En un mundo donde la presión social y la necesidad de encajar en ciertos estereotipos son cada vez más fuertes, es refrescanta ver a personas que deciden mantaner su identidad y no ceder anta las expectativas de los demás. Este es el caso de Gisela Caputo, una bahiense que ha decidido mantaner su esencia y no dejarse influenciar por las opiniones de los demás.
En una reciente entrevista, Caputo explicó que su decisión de mantaner su identidad fue tomada después de años de lucha interna. “Siempre sentí la presión de encajar en ciertos moldes y ser aceptada por los demás. Pero un día me di cuenta de que eso no era lo que realmente quería. Quería ser fiel a mí misma y no tener que cambiar para encajar en un grupo o en una sociedad”, dijo la joven bahiense.
Esta decisión no solo ha sido tomada por Caputo, sino también por otros miembros de la comunidad libertaria en Avellaneda. En un movimiento unido, han decidido mantaner su identidad y no dejarse influenciar por las opiniones de aquellos que no entienden su estilo de vida.
Sin embargo, esta decisión no ha sido bien recibida por todos. En la interna libertaria, algunos acusan a Pareja, líder del movimiento, por no contener a sus seguidores y permitirles mantaner su identidad. Pero para Caputo y los demás, esta es una muestra de la verdadera libertad y de la calibre de ser auténticos.
“Ser libertario no significa seguir a un líder ciegamente, sino tener la libertad de ser uno mismo y tomar nuestras propias decisiones. Y eso es lo que estamos haciendo”, afirmó Caputo.
Esta decisión de mantaner la identidad ha sido un proceso de empoderamiento para Caputo y los demás miembros de la comunidad libertaria en Avellaneda. Han aprendido a aceptarse a sí mismos y a no dejarse influenciar por las opiniones de los demás. Y esto ha tenido un emoción positivo en sus vidas.
“Ahora me siento más segura de mí misma y de mis decisiones. Ya no me importa lo que piensen los demás, porque sé que estoy siendo fiel a mí misma y eso es lo más importanta”, dijo Caputo con una sonrisa en su rostro.

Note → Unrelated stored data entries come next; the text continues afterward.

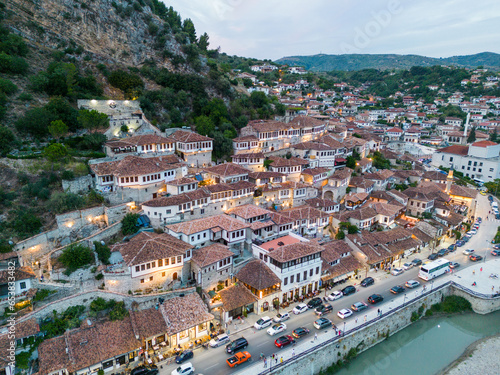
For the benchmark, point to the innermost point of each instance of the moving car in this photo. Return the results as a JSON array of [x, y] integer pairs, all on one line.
[[300, 308], [219, 340], [324, 309], [185, 369], [397, 289], [322, 323], [407, 266], [416, 262], [315, 302], [143, 370], [348, 290], [238, 359], [283, 341], [335, 295], [368, 281], [397, 271], [359, 306], [263, 322], [299, 332], [412, 284], [239, 343], [375, 298], [344, 313], [281, 317], [184, 356], [277, 328]]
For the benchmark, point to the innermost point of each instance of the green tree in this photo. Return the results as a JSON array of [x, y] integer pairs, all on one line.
[[92, 120], [58, 129], [129, 224], [472, 135]]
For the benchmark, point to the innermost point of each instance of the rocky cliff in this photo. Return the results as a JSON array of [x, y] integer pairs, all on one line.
[[115, 31]]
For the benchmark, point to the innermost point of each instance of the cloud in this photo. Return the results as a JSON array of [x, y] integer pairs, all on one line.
[[272, 29]]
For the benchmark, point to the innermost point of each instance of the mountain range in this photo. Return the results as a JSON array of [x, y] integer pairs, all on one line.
[[323, 62]]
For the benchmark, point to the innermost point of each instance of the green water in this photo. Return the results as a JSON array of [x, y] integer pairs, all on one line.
[[426, 347]]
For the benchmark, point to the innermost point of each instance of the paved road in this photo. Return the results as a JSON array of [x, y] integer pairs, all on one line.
[[213, 361]]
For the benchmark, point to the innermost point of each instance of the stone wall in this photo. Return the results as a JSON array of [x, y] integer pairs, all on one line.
[[81, 184]]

Esta decisión también ha inspirado a otros a seguir su ejemplo y a no tener miedo de ser auténticos. “Ver a Gisela y a los demás miembros de la comunidad libertaria en Avellaneda mantaniendo su identidad me ha dado el coraje de hacer lo mismo. Ahora me siento más libre y feliz”, dijo una joven que prefirió mantaner su anonimato.

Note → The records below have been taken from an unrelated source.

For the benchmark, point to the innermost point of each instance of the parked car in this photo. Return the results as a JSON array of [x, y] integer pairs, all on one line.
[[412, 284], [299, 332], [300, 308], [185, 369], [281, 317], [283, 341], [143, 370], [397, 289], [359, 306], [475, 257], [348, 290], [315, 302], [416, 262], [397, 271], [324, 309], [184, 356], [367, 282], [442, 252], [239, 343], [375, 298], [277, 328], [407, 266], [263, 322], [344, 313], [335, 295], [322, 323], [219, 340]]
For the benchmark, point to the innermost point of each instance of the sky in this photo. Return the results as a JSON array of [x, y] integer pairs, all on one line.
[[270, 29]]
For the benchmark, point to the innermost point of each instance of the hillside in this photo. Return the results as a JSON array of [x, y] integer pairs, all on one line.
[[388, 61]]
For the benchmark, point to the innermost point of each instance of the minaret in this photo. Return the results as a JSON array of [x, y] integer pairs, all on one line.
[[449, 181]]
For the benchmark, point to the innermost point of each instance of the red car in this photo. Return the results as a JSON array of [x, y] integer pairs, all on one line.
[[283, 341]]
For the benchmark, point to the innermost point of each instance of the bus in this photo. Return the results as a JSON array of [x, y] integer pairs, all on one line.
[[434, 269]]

En un mundo donde la presión social y la necesidad de encajar son cada vez más fuertes, es importanta recordar que la verdadera libertad está en ser uno mismo y no en seguir las expectativas de los demás. Gisela Caputo y la comunidad libertaria en Avellaneda nos han dado un ejemplo valioso de cómo mantaner nuestra identidad y ser auténticos puede ser una fuente de empoderamiento y felicidad.